1. If StripRealm is Enabled, it will remove the realm suffix before sending the username to the
second server.
2. TimeoutSecs is how long TACACS.net will wait for a response before it times out and tries again.
3. ConnectionAttempts is the number of attempts it should make before moving on to the next
server or UserGroup.
4. You can set realms to be used for this UserGroup. This is an optional setting. This UserGroup will
not be used unless the specified realm(s) are sent as a part of the username. If a realm is set, it
must be used by the user in order to authenticate.
<UserGroup>
<Name>TACACS+ Proxy users</Name>
<AuthenticationType>TACACS+</AuthenticationType>
<TACACSStripRealm>Disabled</TACACSStripRealm>
<TACACSServer>192.168.1.1:49</TACACSServer>
<TACACSServer>192.168.1.2:49</TACACSServer>
<TACACSSharedSecret ClearText="secret" DES=" "></TACACSSharedSecret>
<TACACSTimeoutSecs>1</TACACSTimeoutSecs>
<TACACSConnectionAttempts>1</TACACSConnectionAttempts>
<TACACSRealm>.*@foo.com.*</TACACSRealm>
<TACACSRealm>.*@realm.*</TACACSRealm>
</UserGroup>
1. If StripRealm is Enabled, it will remove the realm suffix before sending the username to the
second server.
2. TimeoutSecs is how long TACACS.net will wait for a response before it times out and tries again.
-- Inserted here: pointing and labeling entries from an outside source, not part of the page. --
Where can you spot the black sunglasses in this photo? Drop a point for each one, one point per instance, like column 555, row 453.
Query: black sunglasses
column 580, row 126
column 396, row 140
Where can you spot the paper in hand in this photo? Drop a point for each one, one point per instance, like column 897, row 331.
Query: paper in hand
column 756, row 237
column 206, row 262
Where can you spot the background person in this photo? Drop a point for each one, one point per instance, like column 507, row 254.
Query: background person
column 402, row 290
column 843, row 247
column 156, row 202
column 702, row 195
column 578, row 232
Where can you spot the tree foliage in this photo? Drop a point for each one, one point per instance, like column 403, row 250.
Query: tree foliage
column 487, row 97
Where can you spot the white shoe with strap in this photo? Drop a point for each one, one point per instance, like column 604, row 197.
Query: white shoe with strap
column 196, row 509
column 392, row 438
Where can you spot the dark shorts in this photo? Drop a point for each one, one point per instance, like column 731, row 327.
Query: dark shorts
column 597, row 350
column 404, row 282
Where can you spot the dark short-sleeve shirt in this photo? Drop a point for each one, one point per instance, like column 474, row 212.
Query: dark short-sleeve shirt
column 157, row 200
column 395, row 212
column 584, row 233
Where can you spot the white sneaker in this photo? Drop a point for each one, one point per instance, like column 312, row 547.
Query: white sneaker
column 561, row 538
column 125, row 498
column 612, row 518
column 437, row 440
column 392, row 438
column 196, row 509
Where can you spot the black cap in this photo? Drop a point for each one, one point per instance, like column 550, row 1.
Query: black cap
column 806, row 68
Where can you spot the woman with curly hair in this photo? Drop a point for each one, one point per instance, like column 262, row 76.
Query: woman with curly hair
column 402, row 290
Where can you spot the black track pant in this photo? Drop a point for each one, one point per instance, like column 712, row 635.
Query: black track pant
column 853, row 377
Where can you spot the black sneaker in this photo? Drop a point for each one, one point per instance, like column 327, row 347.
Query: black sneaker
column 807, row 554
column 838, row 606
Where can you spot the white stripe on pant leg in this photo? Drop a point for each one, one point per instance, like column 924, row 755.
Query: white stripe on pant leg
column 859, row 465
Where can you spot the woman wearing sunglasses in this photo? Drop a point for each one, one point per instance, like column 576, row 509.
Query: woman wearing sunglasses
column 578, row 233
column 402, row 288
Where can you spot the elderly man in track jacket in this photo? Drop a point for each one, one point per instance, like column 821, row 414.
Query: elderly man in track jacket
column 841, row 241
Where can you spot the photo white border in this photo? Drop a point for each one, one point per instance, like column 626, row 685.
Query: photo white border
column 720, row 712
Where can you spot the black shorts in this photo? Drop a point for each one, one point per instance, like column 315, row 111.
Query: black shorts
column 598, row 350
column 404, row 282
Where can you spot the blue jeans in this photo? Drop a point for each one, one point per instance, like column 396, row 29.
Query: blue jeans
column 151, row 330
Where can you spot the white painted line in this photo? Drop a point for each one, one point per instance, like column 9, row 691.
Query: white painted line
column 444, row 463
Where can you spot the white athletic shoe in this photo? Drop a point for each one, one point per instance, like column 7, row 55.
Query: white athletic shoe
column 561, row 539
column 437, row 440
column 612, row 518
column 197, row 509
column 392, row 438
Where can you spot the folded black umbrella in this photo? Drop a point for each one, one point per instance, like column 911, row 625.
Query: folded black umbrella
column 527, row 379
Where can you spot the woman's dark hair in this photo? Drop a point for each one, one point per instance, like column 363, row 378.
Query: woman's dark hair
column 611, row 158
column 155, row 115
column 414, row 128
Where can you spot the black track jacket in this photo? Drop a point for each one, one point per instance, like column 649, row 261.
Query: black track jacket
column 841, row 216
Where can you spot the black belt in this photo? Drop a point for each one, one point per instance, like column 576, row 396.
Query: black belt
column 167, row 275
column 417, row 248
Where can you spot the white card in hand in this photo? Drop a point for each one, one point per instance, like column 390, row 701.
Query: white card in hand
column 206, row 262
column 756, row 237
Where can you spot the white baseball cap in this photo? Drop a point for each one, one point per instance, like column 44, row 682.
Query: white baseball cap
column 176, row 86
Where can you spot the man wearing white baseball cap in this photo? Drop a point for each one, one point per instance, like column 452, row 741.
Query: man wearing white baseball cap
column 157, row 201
3. ConnectionAttempts is the number of attempts it should make before moving on to the next
server or UserGroup.
4. Authenticate any user on the RADIUS server or specify which users should be authenticated by
matching on a RADIUS Attribute/Value pair. This is an optional configuration setting. TACACS.net
supports the standard IETF attributes defined in RFC 2865 Ch.5. If you would like to specify only
particular users to be authenticated from a particular RADIUS server, add the Reply-Message and
configure a string to look for eg; "TACACS" or "TACACS-NOC", etc. You can set multiple
attributes and the authenticated users would have to match all attribute/value pairs. The
AttributeMatch is case sensitive unless you use (?i) at the beginning of the string.
5. You can set realms to be used for this UserGroup. This is an optional setting. This UserGroup will
not be used unless the specified realm(s) are sent as a part of the username. If a realm is set, it
must be used by the user in order to authenticate.
<UserGroup>
<Name>RADIUS Users</Name>
<AuthenticationType>RADIUS</AuthenticationType>
<RADIUSStripRealm>Disabled</RADIUSStripRealm>
<RADIUSServer>192.168.1.1:1812</RADIUSServer>
<RADIUSServer>192.168.1.2:1812</RADIUSServer>
<RADIUSSharedSecret ClearText="mysecret" DES=""></RADIUSSharedSecret>
<RADIUSTimeoutSecs>1</RADIUSTimeoutSecs>
<RADIUSConnectionAttempts>1</RADIUSConnectionAttempts>
<RADIUSAttributeMatch>(?i)Reply-Message=.*TACACS.*</RADIUSAttributeMatch>
<RADIUSRealm>.*@realm1.com.*</RADIUSRealm>
<RADIUSRealm>.*@realm2.*</RADIUSRealm>
</UserGroup>
4.2.8.1. TACDES
The TACDES tool is simple to use. Simply launch TACDES from the Start Menu item in the TACACS.net
directory at Start > All Programs > TACACS.net > TACDES and type tacdes and the password you want
to encrypt. Then copy and paste the new password into your configuration.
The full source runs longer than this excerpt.